The Batman/Superman Story7 of 12
For the 2007 fifth season of animated series The Batman, producers took the character further out into the DC Universe than he'd ventured previously, starting with this two-part episode that came up with the best reason for Batman to fight with Superman during their first go-around: The latter hero was mind-controlled by Lex Luthor, thanks to Poison Ivy's mind-control gas.
When Clark Met Bruce8 of 12
And then there was the time when the two characters didn't meet for the first time. In this short by Jeph Loeb and Tim Sale, a young Bruce Wayne passed through Smallville and found himself in the presence of Clark Kent -- although, as the two were kids (and neither even vaguely aware of what lay ahead of them), neither one was really aware of how important the other would end up becoming in their life in the future.
One of the many retcons to Superman's history of the period - Remember when Lex Luthor was suddenly at high school with Clark, seemingly out of nowhere? - this was one that was light enough to stick.
Justice League, Part One9 of 12
2012's "New 52" makeover brought about yet another chance for our heroes to meet for the first time, and this time around, there was a brand new twist: The two heroes had company during their first meeting. Specifically, Green Lantern was along for the ride, with his brand of act-first-think-later decision making drastically changing the way things went - especially when combined with a Superman who was, himself, more likely to punch first and ask questions later (And even then, his question was "So… What can you do?").

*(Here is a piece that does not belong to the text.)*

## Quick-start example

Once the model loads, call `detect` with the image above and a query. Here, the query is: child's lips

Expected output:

Considering how important these two characters are to the overall universe, this meeting set the tone for a lot of what was to follow in the "New 52": Namely, more visually explosive storytelling at the occasional cost of nuance, much to the upset of long-term fans. Plus, really? Green Lantern had to be there?
Detective10 of 12
When Bruce Wayne finally showed up in Smallville continuity, it was something that fans had been waiting some time - Like, the entire length of the show's run on television and then some - for.

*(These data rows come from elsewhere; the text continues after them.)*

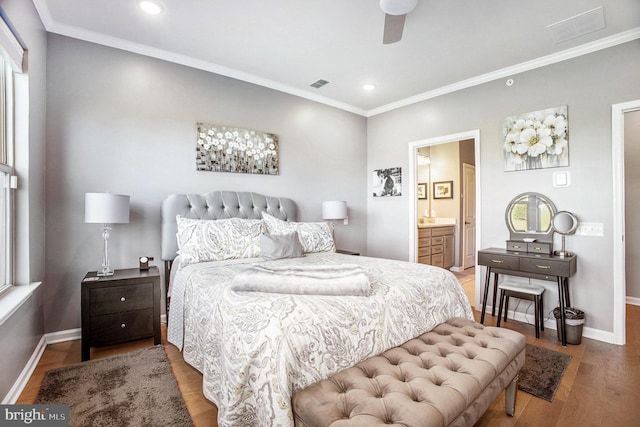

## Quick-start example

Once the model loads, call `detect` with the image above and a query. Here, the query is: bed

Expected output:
[162,191,473,427]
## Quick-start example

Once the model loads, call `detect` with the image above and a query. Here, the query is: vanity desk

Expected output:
[478,248,577,346]
[477,192,578,346]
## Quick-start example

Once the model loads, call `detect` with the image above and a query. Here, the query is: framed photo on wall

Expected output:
[418,182,429,199]
[433,181,453,199]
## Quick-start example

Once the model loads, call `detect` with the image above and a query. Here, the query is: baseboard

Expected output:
[627,297,640,305]
[45,328,82,344]
[2,335,47,405]
[486,307,616,344]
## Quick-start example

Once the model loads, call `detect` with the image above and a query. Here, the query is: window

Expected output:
[0,56,13,293]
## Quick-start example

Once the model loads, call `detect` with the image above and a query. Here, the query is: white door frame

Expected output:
[611,100,640,345]
[409,129,482,307]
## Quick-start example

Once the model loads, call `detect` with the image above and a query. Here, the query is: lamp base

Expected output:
[553,251,573,258]
[97,267,114,277]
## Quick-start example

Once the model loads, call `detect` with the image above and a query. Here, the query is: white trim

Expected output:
[611,100,640,345]
[626,297,640,305]
[33,0,640,117]
[2,335,47,405]
[0,18,24,73]
[0,282,42,325]
[409,129,482,307]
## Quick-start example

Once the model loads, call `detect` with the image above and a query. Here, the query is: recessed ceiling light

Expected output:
[138,0,162,15]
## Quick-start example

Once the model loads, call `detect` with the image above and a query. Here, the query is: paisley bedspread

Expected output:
[169,252,473,427]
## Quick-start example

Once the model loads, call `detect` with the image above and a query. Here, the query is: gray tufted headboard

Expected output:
[161,191,297,261]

Thankfully, they seemed more than satisfied with what writer Bryan Q. Miller and artist Criss Cross came up with for the 2012 arc of Smallville Season 11, with Bruce matching Clark in terms of inner angst and surpassing him when it came to anger.

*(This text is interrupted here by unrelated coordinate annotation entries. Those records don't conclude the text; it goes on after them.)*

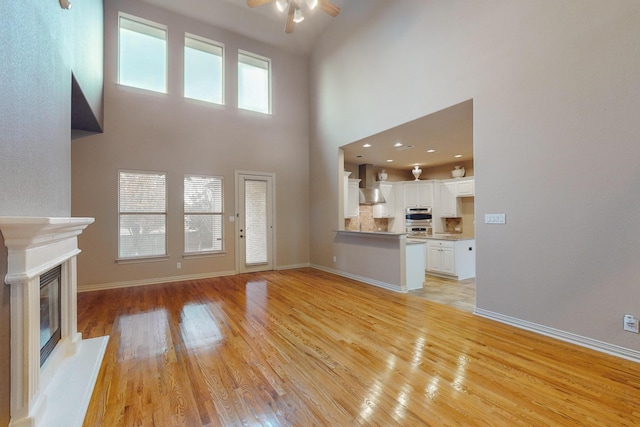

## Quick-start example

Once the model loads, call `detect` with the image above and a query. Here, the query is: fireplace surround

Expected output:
[0,216,108,427]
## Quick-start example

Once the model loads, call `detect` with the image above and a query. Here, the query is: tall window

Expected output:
[118,13,167,93]
[238,51,271,114]
[118,171,167,259]
[184,175,223,254]
[184,34,224,104]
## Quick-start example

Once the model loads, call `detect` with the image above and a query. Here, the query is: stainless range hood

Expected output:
[358,164,386,205]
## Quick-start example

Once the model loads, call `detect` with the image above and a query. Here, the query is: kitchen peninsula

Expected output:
[333,230,426,292]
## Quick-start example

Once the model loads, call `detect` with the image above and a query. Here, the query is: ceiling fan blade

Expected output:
[284,1,296,34]
[247,0,273,7]
[318,0,340,18]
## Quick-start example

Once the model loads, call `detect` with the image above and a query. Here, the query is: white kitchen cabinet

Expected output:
[373,182,396,218]
[426,239,476,280]
[343,172,360,218]
[404,181,433,208]
[439,182,462,218]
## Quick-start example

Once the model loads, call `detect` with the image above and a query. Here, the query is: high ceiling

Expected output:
[142,0,473,169]
[342,100,473,169]
[142,0,356,55]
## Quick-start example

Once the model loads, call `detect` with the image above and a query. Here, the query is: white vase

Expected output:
[411,165,422,181]
[451,166,465,178]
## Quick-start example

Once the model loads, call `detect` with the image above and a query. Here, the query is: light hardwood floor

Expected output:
[78,269,640,427]
[409,275,476,313]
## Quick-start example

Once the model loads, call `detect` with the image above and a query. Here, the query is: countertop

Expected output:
[333,230,407,237]
[407,234,475,241]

As was traditional in Smallville, the new hero initially appeared to be a problem to be dealt with before all was revealed, but no bridges were burned that couldn't be rebuilt later. If only Stephanie Brown had managed to make it in to the finished version…!
Cross World11 of 12
Less than two years after the new Superman and Batman met for the first time in Justice League #1, they did it again in Batman/Superman #1 – Blame the fact that they didn't remember this earlier meeting on alternate-reality-time-travel-comic-book-craziness.
In terms of first meetings, though, this one is weird – Clark and Bruce certainly have a first meeting that's worth remembering (and one that neatly summarizes their world views), but when it comes to getting their costumed alter egos together, all manner of parallel world hell breaks loose, bringing together alternate versions of the characters to complicate matters. Of course, with Jae Lee art, everything managed to look exquisite no matter what manner of craziness was actually unfolding on the page...
In fact, this one counts for two, as their first meeting on Earth 2, as children, was also chronicled in its pages.